Das Spiel ist ausverkauft. Deutschland spielt am kommenden Freitag in Berlin gegen Brasilien. Es ist die Eröffnungspartie der Handball-Weltmeisterschaft. Der internationale Spitzenhandball macht eine Stippvisite in der Hauptstadt. Normalerweise wird in der Max-Schmeling-Halle nur Zweitliga-Kost präsentiert. Berlin ist Handballprovinz – die Handballmetropolen finden sich in der Provinz.

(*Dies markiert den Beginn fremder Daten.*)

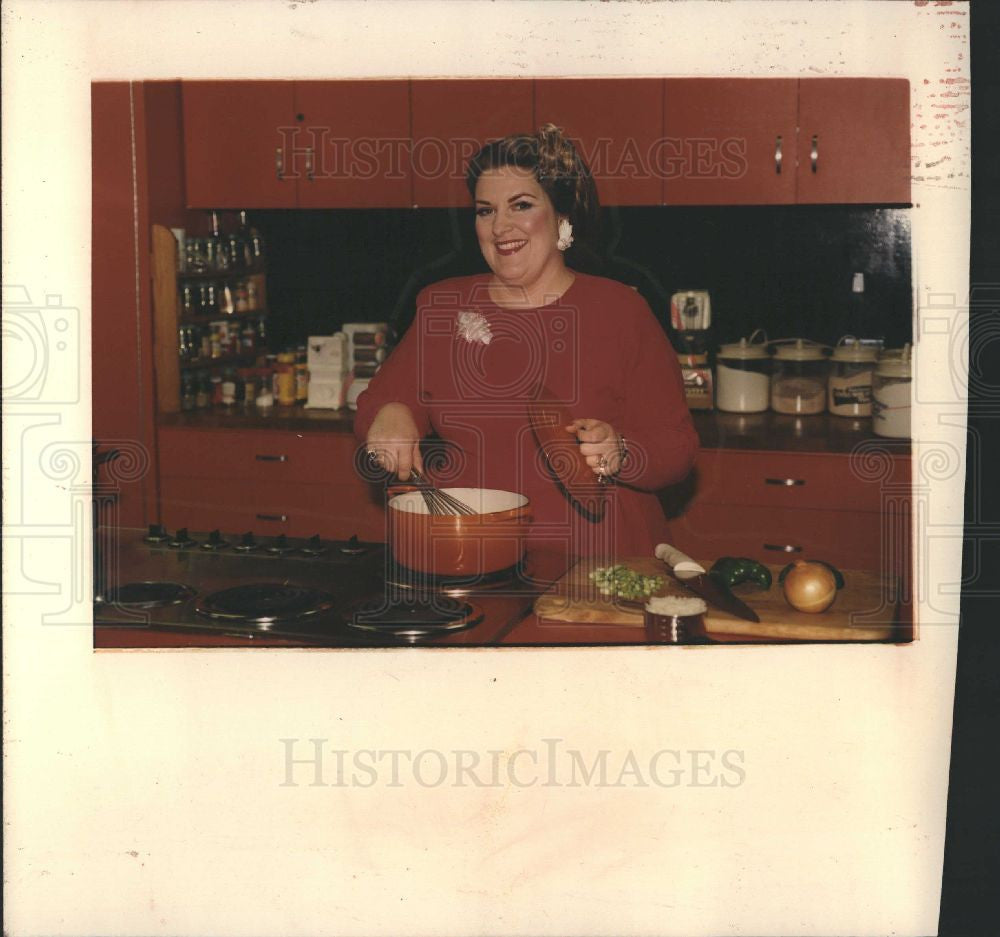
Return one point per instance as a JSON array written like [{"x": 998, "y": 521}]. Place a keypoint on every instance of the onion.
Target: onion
[{"x": 810, "y": 587}]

Bob Hanning ist einer, der das ändern will. Der ehemalige Bundesligatrainer arbeitet als Manager der Reinickendorfer Füchse am Projekt Spitzenhandball für die Hauptstadt. Mit leuchtenden Augen erzählt er vom Potenzial, das in der Sportart liegt. „Es kann nicht sein, dass in Berlin kein Bundesligahandball möglich sein soll“, sagt er. Seine Mannschaft steht auf Platz eins der Zweitligatabelle, und doch hat er Angst, dass sich auch nach einem Aufstieg nicht allzu viele Berliner zum Besuch eines Handballspiels bewegen lassen. Von der Weltmeisterschaft hat er sich viel erhofft, einen Schub für den ganzen Sport. Eine Woche vor Beginn der WM ist Hanning ernüchtert. „Das wird kein Wintermärchen“, befürchtet er. Die Organisatoren vom Deutschen Handballbund (DHB) hätten die Chance nicht genutzt, etwas ganz Besonderes zu schaffen. „Ich erwarte ein schöne WM, in vollen Hallen“, sagt Hanning. Und: „Es wird eine familiäre Weltmeisterschaft.“ Die Handballgemeinde wird wohl unter sich bleiben.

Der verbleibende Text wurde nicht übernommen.